A Veteran Welcoming Committee

President Knapp, staff members meet student veterans in fall orientation program.
August 25, 2010

As the university enters its second academic year under the Yellow Ribbon Program, GW leaders and staff met with the student veteran community today for an orientation.

GW has budgeted up to $2.8 million for the program, part of the GI Bill which supports higher education for veterans, over the next academic year, an amount that the Department of Veterans Affairs will match dollar for dollar. As of two weeks ago, 237 student veterans had signed up for the program.

Speaking at the orientation, which drew an audience of about 85, GW President Steven Knapp said there are two main roles the university’s Office of Veteran Services can play: easing the transition for veterans from combat to civilian and academic life and to provide opportunities for non-veteran students to learn from the “richness” and “depth” of veterans’ experience.

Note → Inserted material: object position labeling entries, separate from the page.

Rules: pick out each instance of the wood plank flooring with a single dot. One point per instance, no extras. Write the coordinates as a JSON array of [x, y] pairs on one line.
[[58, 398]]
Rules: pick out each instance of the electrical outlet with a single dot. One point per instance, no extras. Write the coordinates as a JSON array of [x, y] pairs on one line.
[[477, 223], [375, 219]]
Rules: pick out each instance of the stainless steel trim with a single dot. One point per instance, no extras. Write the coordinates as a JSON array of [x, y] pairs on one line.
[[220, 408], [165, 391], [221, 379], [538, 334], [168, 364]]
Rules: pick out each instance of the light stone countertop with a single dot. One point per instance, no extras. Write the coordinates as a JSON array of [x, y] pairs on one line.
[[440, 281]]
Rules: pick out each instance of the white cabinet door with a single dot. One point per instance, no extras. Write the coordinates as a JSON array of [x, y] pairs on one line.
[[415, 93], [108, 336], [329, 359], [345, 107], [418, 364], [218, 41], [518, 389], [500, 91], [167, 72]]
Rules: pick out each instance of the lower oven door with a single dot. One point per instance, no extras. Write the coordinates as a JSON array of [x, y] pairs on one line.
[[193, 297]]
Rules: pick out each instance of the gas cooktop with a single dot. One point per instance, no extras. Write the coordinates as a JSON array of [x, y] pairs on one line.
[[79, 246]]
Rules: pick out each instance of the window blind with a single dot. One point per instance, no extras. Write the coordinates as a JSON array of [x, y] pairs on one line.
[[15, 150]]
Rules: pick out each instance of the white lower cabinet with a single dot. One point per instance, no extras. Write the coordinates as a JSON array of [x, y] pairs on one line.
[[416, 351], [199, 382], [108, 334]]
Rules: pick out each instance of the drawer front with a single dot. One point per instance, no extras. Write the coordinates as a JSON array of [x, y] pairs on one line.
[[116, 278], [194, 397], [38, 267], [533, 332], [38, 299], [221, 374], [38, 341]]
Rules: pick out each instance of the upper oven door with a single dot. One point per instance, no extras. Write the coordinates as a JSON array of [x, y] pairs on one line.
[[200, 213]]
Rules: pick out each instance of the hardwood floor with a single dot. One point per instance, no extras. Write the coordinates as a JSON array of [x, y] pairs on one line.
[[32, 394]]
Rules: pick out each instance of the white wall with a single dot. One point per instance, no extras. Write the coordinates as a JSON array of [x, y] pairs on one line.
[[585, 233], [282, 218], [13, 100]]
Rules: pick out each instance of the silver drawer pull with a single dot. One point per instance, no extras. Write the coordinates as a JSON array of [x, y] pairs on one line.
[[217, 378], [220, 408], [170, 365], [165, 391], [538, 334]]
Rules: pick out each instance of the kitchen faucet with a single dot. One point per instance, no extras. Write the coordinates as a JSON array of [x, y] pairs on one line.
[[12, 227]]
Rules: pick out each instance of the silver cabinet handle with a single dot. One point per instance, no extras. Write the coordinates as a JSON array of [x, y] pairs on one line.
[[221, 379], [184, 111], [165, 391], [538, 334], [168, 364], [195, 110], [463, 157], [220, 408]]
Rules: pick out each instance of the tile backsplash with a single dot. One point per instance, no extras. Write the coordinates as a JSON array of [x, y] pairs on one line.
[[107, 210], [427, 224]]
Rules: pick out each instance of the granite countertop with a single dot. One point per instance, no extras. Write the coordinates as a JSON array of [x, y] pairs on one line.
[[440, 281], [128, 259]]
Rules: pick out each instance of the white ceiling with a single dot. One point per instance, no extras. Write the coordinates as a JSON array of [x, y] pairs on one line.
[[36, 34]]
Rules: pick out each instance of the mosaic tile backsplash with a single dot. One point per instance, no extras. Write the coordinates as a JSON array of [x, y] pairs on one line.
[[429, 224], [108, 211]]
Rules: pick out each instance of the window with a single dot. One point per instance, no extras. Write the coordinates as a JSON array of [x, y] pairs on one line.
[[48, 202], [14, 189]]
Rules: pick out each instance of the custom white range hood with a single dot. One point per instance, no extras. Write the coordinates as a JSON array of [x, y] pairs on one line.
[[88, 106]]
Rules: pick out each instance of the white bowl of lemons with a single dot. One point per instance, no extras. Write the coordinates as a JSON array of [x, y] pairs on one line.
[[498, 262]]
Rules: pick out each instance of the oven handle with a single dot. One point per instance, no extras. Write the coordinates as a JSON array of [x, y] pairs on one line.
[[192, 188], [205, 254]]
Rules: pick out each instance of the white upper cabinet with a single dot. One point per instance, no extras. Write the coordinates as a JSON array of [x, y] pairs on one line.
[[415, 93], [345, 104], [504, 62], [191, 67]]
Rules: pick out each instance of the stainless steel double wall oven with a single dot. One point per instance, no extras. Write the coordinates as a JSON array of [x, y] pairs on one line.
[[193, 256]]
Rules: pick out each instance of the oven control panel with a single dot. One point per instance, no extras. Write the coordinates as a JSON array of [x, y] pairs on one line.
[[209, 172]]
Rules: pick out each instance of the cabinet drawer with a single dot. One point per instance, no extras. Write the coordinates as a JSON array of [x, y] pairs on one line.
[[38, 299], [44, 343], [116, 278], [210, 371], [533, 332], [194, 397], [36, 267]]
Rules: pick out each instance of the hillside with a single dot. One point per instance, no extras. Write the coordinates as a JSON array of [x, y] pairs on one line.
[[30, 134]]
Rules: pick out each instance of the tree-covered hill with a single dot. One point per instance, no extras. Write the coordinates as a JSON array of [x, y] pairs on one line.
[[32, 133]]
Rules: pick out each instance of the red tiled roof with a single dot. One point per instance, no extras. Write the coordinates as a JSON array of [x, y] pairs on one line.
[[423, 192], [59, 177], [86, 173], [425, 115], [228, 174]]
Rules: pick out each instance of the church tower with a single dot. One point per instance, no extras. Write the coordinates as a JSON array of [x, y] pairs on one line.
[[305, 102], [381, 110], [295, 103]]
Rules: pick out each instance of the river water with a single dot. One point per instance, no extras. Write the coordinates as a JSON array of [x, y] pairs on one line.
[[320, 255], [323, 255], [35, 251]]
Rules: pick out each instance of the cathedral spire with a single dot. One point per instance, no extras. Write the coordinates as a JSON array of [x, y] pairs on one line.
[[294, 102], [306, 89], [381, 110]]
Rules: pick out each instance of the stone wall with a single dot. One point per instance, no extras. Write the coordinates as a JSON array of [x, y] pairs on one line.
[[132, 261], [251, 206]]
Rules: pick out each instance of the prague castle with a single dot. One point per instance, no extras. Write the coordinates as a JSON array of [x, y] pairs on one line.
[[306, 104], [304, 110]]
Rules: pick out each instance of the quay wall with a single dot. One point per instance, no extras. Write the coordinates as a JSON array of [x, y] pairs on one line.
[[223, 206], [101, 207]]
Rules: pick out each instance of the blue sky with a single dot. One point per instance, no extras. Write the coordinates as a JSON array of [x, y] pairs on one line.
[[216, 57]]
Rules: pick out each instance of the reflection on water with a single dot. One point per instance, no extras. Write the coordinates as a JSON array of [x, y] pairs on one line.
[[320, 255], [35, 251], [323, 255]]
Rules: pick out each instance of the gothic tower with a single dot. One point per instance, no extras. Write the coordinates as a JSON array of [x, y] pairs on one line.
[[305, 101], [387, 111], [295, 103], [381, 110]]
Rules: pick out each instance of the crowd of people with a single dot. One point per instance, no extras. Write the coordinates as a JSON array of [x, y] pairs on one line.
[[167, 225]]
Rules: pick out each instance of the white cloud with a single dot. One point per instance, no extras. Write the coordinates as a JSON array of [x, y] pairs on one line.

“I’ve been very gratified to see the role veteran students have played in showing fellow students what is the hallmark of service at the university,” said GW President Steven Knapp at the orientation.

Ryan Bos, the new president of GW Student Vets, also spoke at the event in a program that included presentations by GW’s certification, financial aid and student accounts officers and student services professionals.

“My goal for this year is to work with the university to make sure it continues to be one of the most veteran-friendly schools in the country,” said Mr. Bos, a senior majoring in political science, in an interview.

The orientation was designed to advise student veterans on the services that are available to them and to ease their transitions, according to Mr. Bos.

Mary Waring, M.A. ’10, the university’s new veterans services coordinator, also attended the event.

“With the introduction of the new full-time coordinator position for veteran services and benefits, GW continues its commitment to supporting individuals with military experience through access and achievement in higher education,” said Ms. Waring.

An alumna of the Graduate School of Education and Human Development, where she studied student veteran transitional and support models, Ms. Waring has worked at the School of Medicine and Health Sciences for the past three years.

GW’s Office of Veteran Services has been recognized for its outreach to student veterans. GI Jobs magazine called the university a “military-friendly institution” in 2010 and 2009. More than 500 people with military experience have been certified by the Department of Veterans Affairs for educational benefits for the fall semester.